Attitudes that have always bothered me in Europe are cynicism and besserwisserism. I am personally far from being free from these. It is often the case that the only way to seem intelligent in the Old World is to abandon all optimism and fall into doom and gloom.

I have witnessed this a few times during the last weeks. I attended lately a workshop on social diversity in cities and especially on Amsterdam. The sense of despair was very evident. But if you would have phrased things differently, Amsterdam would have offered a lot of reason for optimism. The murder of Theo van Gogh has not only polarised Dutch politics but it has created a sense of urgency to seek for solutions. Same could be said about the NO referenda. Even though they slowed the integration, there is now a lot more discussion on Europe.

I attended yesterday in Vienna a lecture of Professor Tony Judt. He is Professor of European Studies and History at New York University and just published a well-received book on Europe called Postwar. The topic of his lecture was Europe in the American Mirror.

Judt’s main argument was that the greatest difference between the US and Europe is the 20th century experience. The European social model was built by old men born in the late 1800s with the goal to prevent a new war. According to Judt’s the lack of this war experience and massive casualties makes it impossible for Americans to understand that the European social model cannot be evaluated only on economic terms.

He also argued strongly against the common conception of globalisation. As Judt brilliantly pointed out, the shared assumptions on the future in 1900 were the following:
1. War in Europe is not possible both on economic and political terms. A democratic society would not tolerate such casualties.
2. The following century will be the century of Germany in Europe.
3. Globalisation (then industrialism and booming telecommunication) is transforming our lifestyles and makes borders near to meaningless.
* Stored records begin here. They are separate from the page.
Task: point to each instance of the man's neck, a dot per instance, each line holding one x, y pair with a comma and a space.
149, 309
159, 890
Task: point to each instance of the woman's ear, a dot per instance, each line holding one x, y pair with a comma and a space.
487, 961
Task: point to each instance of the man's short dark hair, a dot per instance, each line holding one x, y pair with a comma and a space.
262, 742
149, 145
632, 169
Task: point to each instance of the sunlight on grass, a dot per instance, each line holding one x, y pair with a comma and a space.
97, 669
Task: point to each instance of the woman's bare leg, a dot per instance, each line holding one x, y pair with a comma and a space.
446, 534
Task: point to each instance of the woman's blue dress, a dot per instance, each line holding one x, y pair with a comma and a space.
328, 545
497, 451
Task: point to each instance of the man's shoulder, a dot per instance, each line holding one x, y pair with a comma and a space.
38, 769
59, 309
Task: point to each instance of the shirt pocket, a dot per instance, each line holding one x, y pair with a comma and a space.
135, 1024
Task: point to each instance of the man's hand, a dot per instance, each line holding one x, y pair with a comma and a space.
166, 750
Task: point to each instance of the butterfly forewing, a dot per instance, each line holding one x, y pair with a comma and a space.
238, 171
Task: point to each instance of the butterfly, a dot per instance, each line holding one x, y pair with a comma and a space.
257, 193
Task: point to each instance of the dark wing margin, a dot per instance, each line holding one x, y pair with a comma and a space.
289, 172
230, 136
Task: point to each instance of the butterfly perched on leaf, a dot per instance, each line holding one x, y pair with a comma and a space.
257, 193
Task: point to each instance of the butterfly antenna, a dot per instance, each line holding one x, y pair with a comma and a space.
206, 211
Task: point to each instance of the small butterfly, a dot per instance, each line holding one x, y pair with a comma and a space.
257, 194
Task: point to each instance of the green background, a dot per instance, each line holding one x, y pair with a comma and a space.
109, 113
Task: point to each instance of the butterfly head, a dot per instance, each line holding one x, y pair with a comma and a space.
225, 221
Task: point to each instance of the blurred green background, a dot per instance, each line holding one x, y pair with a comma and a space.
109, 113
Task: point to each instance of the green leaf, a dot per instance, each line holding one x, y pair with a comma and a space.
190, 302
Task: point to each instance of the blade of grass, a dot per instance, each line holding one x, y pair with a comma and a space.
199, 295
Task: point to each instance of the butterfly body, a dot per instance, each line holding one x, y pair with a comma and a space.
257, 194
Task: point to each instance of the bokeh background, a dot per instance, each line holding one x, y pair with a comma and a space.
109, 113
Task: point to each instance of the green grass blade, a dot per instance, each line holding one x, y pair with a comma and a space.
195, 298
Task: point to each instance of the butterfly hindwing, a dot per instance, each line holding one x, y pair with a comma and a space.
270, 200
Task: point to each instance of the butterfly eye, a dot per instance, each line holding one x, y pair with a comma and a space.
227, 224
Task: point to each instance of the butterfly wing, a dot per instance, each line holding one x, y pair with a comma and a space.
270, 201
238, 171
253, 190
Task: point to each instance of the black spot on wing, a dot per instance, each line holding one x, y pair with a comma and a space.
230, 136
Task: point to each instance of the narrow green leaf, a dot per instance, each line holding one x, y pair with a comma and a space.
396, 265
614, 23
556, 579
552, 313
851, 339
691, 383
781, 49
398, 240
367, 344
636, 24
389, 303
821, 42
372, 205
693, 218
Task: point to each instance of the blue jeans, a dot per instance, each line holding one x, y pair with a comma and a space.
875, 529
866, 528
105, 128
Judt asked – rightly so – whether there are huge differences compared to the current views on future.

I started thinking after the lecture what is the generation experience of my peers and me. The European project is less and less founded on the notion of peace. I know very well that there has been a war in our continent in 1990s but still I cannot grasp on the notion of peace. It is extremely abstract to me.

I would like to be optimistic on the ways the ERASMUS exchange programme and grown freedom of mobility have made us see further, across the borders of nation states. I would really like to believe that at least part of the generation have a strong belief in a new way of living together.

For me the most eye-opening experience has been working with people from the Balkans, Romania, Ukraine, Moldova and Turkey. After witnessing the difficulties on our external borders I cannot see any sustainable arguments against further enlargement. Tony Judt said brilliantly that in order to engage into the American Dream fully one needs to leave the current life behind and move to the US where as the European Dream is something that comes to you. This is something to be proud of. I often find it remarkable how so many Finns have already forgotten what it felt like to join ”Europe” in 1995.

p.s. On my way home I completed Philip Roth’s latest novel called Everyman. The author voted as the greatest American writer alive by The New York Times reveals the fear of getting old and sick. The main character who has always been healthy and vigorous is suddenly in a situation where his body tells him clearly that it is time slow down. Roth reminds me in many ways of Ian McEwan in his straight-forward and detailed writing. I read the book at the right time – in the middle of the busiest month this year, on planes and hotel rooms.